What Bob Iger has done is create a clear streaming strategy on the scale side of the Smiling Curve. But this streaming strategy doesn’t address what happens to legacy assets, non-core assets, or how to squeeze value from over-the-top cable. Until this week.
Disney announced a plan to trade its Hulu+ Live TV asset for a 70% stake in $fuboTV Inc.(FUBO)$ to create the #2 vMVPD (virtual multichannel video programming distribution) in the U.S. Investors were, unsurprisingly, pleased.
Instead of struggling to survive, Fubo could have a solid business with 6.2 million subscribers and a deal to distribute Disney’s content to boot.
This continues several moves to simplify Disney’s business and unlock significant value. Just look at three deals over the last couple of years that unlocked about $7.5 billion in value.
Penn Deal: Disney agreed to a sports betting deal with Penn Entertainment, including $1.5 billion in payments to Disney over 10 years and $500 million in warrants for Penn stock.
India Deal: Disney traded its Indian streaming business for a 36.84% stake in a joint venture between Reliance Industries, Viacom18, and Disney. The stake was estimated to be worth about $3 billion.
Fubo Deal: Traded Hulu + Live TV for a 70% stake in Fubo, creating $2.5 billion in value.
That’s value from content space and streaming assets with little to no value within Disney. Love him or hate him, Iger is better at this than anyone in Hollywood.
The Start of M&A Madness?
The timing of this deal was interesting because it comes just weeks before a new administration takes over in Washington DC. FTC Chair Lina Kahn has been notoriously anti mergers and acquisitions during her tenure, which essentially froze the M&A market on Wall Street.
Is that about to change?
In Hollywood, a shift would be welcomed. Peacock, Paramount+, and Max are all struggling to make money and likely need to merge to stay afloat as streaming options. Warner Bros. Discovery has said it’s open for business and Comcast is making deals too. Expect fireworks in 2025.

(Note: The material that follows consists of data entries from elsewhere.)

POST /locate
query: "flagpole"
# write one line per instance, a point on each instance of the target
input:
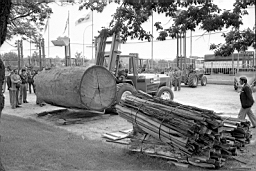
(152, 51)
(69, 47)
(92, 34)
(48, 37)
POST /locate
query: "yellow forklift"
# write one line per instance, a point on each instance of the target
(128, 79)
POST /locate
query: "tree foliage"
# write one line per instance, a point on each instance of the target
(236, 39)
(78, 55)
(187, 15)
(10, 56)
(28, 19)
(5, 8)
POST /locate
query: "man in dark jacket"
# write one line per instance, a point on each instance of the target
(247, 102)
(23, 87)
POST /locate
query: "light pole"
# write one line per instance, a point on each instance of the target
(83, 37)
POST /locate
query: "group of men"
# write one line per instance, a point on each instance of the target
(18, 84)
(175, 75)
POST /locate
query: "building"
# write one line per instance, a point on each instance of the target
(225, 64)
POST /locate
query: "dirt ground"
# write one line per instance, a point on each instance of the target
(42, 143)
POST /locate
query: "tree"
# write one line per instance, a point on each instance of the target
(5, 9)
(78, 55)
(187, 15)
(10, 56)
(236, 39)
(28, 19)
(25, 18)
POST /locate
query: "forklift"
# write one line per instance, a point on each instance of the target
(128, 79)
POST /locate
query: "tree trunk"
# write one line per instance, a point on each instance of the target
(90, 87)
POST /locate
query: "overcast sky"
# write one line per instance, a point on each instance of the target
(83, 33)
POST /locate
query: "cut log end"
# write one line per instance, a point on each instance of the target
(89, 87)
(97, 89)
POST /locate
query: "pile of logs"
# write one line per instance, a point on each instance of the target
(186, 134)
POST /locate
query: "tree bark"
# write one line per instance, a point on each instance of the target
(91, 87)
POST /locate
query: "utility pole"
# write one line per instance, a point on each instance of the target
(40, 58)
(18, 46)
(43, 51)
(177, 50)
(21, 54)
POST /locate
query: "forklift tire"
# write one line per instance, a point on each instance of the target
(165, 93)
(122, 90)
(203, 80)
(192, 80)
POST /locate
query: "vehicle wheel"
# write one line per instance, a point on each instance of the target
(165, 93)
(124, 89)
(192, 80)
(203, 80)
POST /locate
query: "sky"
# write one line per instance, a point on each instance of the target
(81, 35)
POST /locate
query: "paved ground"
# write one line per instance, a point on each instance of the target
(39, 144)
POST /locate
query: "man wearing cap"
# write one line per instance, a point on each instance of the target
(247, 102)
(23, 87)
(177, 79)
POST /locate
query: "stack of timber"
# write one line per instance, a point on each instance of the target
(182, 133)
(90, 87)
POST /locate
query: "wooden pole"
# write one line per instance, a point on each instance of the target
(21, 54)
(43, 52)
(18, 45)
(40, 57)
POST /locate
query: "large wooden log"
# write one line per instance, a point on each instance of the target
(91, 87)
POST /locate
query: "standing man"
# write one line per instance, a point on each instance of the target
(30, 81)
(177, 79)
(247, 102)
(23, 87)
(16, 81)
(171, 73)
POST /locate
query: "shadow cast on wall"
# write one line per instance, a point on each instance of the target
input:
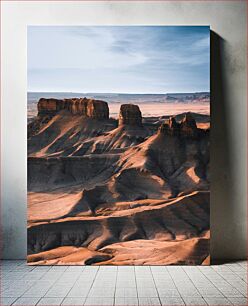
(224, 229)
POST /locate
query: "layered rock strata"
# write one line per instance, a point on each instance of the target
(130, 114)
(91, 108)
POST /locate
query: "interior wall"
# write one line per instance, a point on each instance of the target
(228, 103)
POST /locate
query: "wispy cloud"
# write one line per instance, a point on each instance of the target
(125, 59)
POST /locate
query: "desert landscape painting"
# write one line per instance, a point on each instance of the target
(118, 133)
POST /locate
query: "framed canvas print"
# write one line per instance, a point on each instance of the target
(118, 145)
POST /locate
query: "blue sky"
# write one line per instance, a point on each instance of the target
(120, 59)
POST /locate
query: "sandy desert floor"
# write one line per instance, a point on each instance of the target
(105, 194)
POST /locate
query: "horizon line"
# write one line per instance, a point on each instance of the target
(123, 93)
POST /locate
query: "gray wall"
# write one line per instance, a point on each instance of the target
(229, 96)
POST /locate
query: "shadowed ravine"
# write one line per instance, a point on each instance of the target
(102, 191)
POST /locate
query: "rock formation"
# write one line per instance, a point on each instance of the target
(130, 114)
(187, 127)
(91, 108)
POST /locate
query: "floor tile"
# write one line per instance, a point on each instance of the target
(6, 301)
(217, 301)
(239, 301)
(171, 301)
(149, 301)
(26, 301)
(194, 301)
(73, 301)
(126, 292)
(50, 301)
(121, 301)
(99, 302)
(147, 292)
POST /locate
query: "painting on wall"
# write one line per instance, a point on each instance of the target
(118, 145)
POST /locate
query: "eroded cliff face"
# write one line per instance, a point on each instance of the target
(186, 128)
(130, 114)
(107, 191)
(91, 108)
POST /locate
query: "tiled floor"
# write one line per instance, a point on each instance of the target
(140, 285)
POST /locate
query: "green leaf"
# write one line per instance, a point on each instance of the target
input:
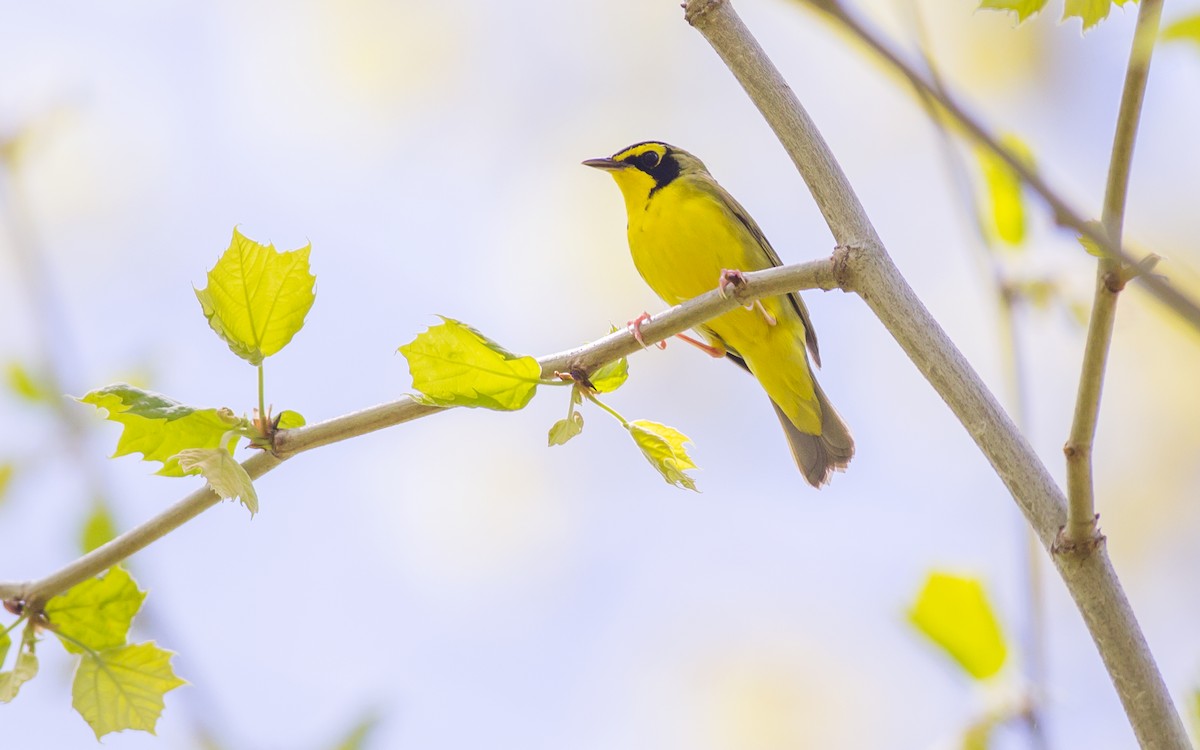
(226, 477)
(663, 447)
(454, 365)
(565, 429)
(24, 384)
(121, 688)
(1024, 9)
(99, 528)
(22, 672)
(1006, 209)
(1091, 12)
(289, 419)
(258, 297)
(159, 427)
(611, 377)
(1089, 243)
(954, 612)
(97, 612)
(1186, 29)
(6, 471)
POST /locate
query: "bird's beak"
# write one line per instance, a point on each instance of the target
(607, 165)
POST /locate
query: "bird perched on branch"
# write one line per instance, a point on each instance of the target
(687, 235)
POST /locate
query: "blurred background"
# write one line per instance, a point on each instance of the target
(455, 583)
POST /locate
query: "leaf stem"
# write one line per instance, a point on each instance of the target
(1081, 529)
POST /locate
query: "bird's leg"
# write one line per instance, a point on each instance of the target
(635, 328)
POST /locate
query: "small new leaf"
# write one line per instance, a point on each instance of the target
(454, 365)
(22, 672)
(611, 377)
(565, 429)
(954, 613)
(123, 688)
(1006, 210)
(97, 612)
(159, 427)
(258, 297)
(226, 477)
(1186, 29)
(663, 447)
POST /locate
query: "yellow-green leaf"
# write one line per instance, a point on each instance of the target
(22, 672)
(99, 528)
(565, 429)
(226, 477)
(1091, 12)
(663, 447)
(1024, 9)
(289, 419)
(97, 612)
(454, 365)
(953, 611)
(1186, 29)
(159, 427)
(258, 297)
(123, 688)
(25, 384)
(611, 377)
(1006, 209)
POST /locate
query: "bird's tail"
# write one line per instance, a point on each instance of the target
(820, 455)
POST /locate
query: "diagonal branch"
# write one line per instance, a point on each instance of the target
(1080, 492)
(813, 275)
(868, 269)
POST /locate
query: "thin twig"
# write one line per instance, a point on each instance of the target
(867, 268)
(1177, 301)
(813, 275)
(1081, 528)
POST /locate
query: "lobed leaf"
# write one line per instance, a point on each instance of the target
(454, 365)
(226, 477)
(565, 429)
(96, 615)
(663, 447)
(123, 688)
(257, 298)
(159, 427)
(954, 613)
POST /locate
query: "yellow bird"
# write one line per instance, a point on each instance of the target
(687, 235)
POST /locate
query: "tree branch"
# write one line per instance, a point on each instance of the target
(1177, 301)
(816, 274)
(868, 269)
(1081, 529)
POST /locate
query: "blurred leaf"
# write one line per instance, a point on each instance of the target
(159, 427)
(565, 429)
(289, 419)
(611, 377)
(121, 688)
(1186, 29)
(99, 528)
(954, 613)
(258, 297)
(663, 447)
(454, 365)
(97, 612)
(226, 477)
(24, 384)
(1006, 208)
(24, 670)
(6, 471)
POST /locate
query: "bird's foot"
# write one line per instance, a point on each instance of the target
(635, 328)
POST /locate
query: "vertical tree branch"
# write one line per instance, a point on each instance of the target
(1081, 529)
(865, 268)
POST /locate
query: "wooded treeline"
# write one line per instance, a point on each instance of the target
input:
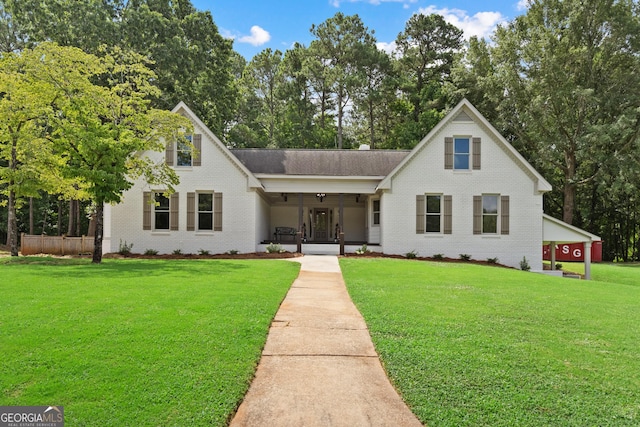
(561, 82)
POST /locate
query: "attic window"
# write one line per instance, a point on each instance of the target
(463, 117)
(184, 152)
(461, 153)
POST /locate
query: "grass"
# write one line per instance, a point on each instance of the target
(135, 342)
(468, 345)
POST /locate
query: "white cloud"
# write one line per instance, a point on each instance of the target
(258, 37)
(482, 24)
(405, 3)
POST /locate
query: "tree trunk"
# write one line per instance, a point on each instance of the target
(12, 224)
(78, 222)
(569, 202)
(59, 217)
(72, 215)
(372, 133)
(569, 185)
(97, 240)
(340, 113)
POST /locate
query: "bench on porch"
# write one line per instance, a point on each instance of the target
(288, 232)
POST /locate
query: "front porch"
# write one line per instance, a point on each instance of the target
(328, 248)
(320, 218)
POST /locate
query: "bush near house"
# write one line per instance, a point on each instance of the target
(136, 342)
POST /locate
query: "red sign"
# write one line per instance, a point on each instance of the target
(573, 252)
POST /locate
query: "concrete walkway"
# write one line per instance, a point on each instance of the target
(319, 366)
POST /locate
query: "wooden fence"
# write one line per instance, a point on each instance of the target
(55, 245)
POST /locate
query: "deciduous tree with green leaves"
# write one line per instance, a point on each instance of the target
(90, 135)
(570, 76)
(341, 42)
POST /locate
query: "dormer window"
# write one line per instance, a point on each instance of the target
(185, 153)
(462, 153)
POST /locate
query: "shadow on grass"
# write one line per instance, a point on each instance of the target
(83, 268)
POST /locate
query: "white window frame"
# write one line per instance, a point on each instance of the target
(467, 154)
(375, 220)
(156, 211)
(207, 212)
(495, 215)
(184, 148)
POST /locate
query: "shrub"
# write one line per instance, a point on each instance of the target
(274, 248)
(362, 250)
(125, 249)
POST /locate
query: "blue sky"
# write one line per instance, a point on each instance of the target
(255, 25)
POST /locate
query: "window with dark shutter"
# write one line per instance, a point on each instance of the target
(169, 153)
(448, 215)
(504, 215)
(174, 209)
(477, 214)
(197, 147)
(477, 157)
(161, 212)
(217, 211)
(146, 210)
(448, 153)
(191, 211)
(205, 211)
(420, 213)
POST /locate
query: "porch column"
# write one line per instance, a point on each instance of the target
(341, 222)
(300, 219)
(587, 260)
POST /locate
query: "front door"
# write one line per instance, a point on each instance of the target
(321, 224)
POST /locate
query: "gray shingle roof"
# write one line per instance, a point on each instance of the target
(320, 162)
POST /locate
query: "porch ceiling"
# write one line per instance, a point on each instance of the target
(311, 184)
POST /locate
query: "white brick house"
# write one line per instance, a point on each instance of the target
(462, 190)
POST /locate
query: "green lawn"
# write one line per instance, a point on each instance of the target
(468, 345)
(135, 342)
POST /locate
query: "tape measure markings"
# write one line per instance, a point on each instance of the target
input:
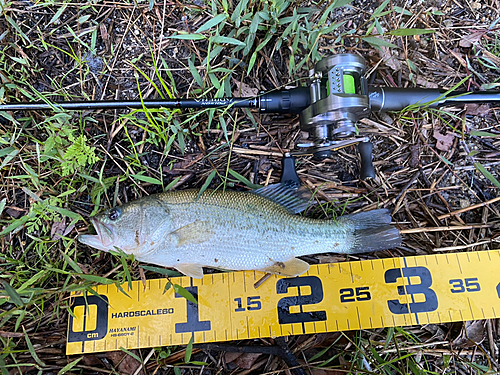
(353, 295)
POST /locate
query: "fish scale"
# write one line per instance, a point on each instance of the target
(234, 230)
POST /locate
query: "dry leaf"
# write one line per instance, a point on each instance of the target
(246, 90)
(444, 142)
(425, 83)
(246, 360)
(472, 334)
(468, 40)
(474, 109)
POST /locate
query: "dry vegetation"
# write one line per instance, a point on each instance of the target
(434, 168)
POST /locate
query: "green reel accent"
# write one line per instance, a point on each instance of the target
(349, 84)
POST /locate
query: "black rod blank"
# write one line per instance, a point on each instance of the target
(381, 99)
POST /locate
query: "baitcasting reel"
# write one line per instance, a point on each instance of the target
(337, 98)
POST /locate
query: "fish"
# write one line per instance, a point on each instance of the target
(234, 230)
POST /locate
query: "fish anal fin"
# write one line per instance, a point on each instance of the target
(193, 233)
(292, 267)
(190, 269)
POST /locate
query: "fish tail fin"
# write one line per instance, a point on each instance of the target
(372, 231)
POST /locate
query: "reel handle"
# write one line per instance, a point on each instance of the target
(365, 153)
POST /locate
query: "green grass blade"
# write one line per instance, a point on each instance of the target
(12, 293)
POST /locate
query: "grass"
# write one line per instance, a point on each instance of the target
(59, 168)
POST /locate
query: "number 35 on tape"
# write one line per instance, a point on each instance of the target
(329, 297)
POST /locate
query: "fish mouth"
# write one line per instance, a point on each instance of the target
(102, 240)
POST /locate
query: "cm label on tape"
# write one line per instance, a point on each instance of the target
(329, 297)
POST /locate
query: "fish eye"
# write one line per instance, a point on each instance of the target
(114, 214)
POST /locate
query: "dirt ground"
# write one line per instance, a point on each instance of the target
(436, 170)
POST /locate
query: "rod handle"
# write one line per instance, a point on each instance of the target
(365, 153)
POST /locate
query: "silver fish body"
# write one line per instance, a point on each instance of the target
(233, 230)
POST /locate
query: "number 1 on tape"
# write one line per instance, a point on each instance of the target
(329, 297)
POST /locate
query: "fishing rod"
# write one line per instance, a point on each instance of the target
(337, 97)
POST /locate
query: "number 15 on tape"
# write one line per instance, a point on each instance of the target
(329, 297)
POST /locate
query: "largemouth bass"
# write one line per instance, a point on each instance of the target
(233, 230)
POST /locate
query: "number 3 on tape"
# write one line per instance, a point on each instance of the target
(330, 297)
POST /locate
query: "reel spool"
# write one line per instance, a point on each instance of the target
(338, 99)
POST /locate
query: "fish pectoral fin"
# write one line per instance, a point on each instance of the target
(196, 232)
(190, 269)
(292, 267)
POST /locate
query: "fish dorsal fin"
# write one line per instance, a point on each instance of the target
(193, 233)
(190, 269)
(292, 267)
(294, 200)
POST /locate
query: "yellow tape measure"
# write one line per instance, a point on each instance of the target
(329, 297)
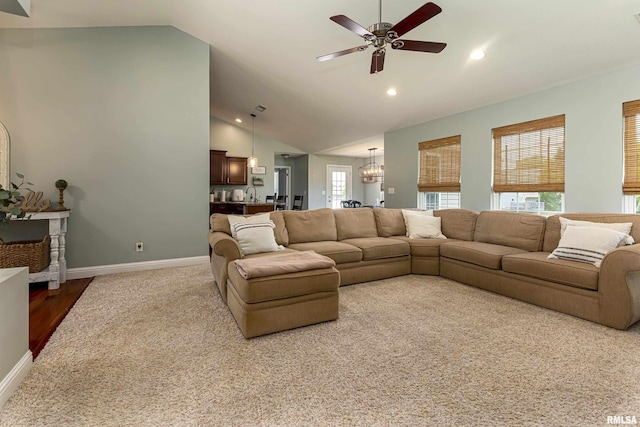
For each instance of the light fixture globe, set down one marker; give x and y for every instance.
(371, 170)
(252, 161)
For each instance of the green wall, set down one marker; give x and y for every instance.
(123, 115)
(594, 159)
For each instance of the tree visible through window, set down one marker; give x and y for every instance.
(529, 160)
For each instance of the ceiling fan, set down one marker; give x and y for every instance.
(381, 34)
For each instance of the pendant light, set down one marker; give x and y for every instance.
(371, 170)
(252, 161)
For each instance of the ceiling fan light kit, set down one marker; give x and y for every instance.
(383, 34)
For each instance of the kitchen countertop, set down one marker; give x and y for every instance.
(242, 203)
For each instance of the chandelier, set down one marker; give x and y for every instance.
(252, 161)
(371, 170)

Tech would love to see more M&A, giving them the ability to acquire both technology and talent, which drive the Silicon Valley ecosystem.
Then there’s industrial America, which would benefit from both more scale and a lower cost of capital that scale can often bring.
I think M&A will be a theme in 2025 as executives see how far they can push to expand their businesses. Disney may have just gotten the ball rolling.